Scientific classification
- Kingdom: Animalia
- Phylum: Chordata
- Class: Actinopterygii
- Order: Elopiformes
- Genus: †Anaethalion White, 1938
- Species: See text

= Anaethalion =

Extinct genus of fishes

Anaethalion is an extinct genus of prehistoric marine and freshwater ray-finned fish related to modern tarpons and ladyfish. It is known from the Late Jurassic to the Early Cretaceous of Europe and northeasterrn Asia (Germany, Italy, the United Kingdom and Russia), roughly encompassing the Tethys Ocean.

It is the earliest known member of the Elopiformes and the Elopomorpha in general. The earliest known species are marine, but later species are found in freshwater habitats.

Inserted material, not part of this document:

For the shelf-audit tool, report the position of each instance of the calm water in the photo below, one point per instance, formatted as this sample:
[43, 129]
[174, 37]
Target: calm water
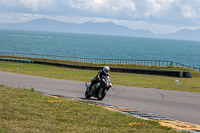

The following species are known:

- A. macrorhynchus (Eichwald, 1846) (Aptian of Siberia)
- A. knorri (Blainville, 1818) (Kimmeridgian of Germany)
- A. valdensis (Woodward, 1907) (Berriasian-Hauterivian of England)
- A. zapporum Arratia, 2000 (Kimmeridgian of Germany)

An undescribed species is known from the Albian of Italy. The genus Aethalionopsis was previously considered synonymous with Anaethalion, but is now known to be a fossil relative of the milkfish. Some authorities place some of its species (A. valdensis and the undescribed Italian species) with Aethalionopsis instead.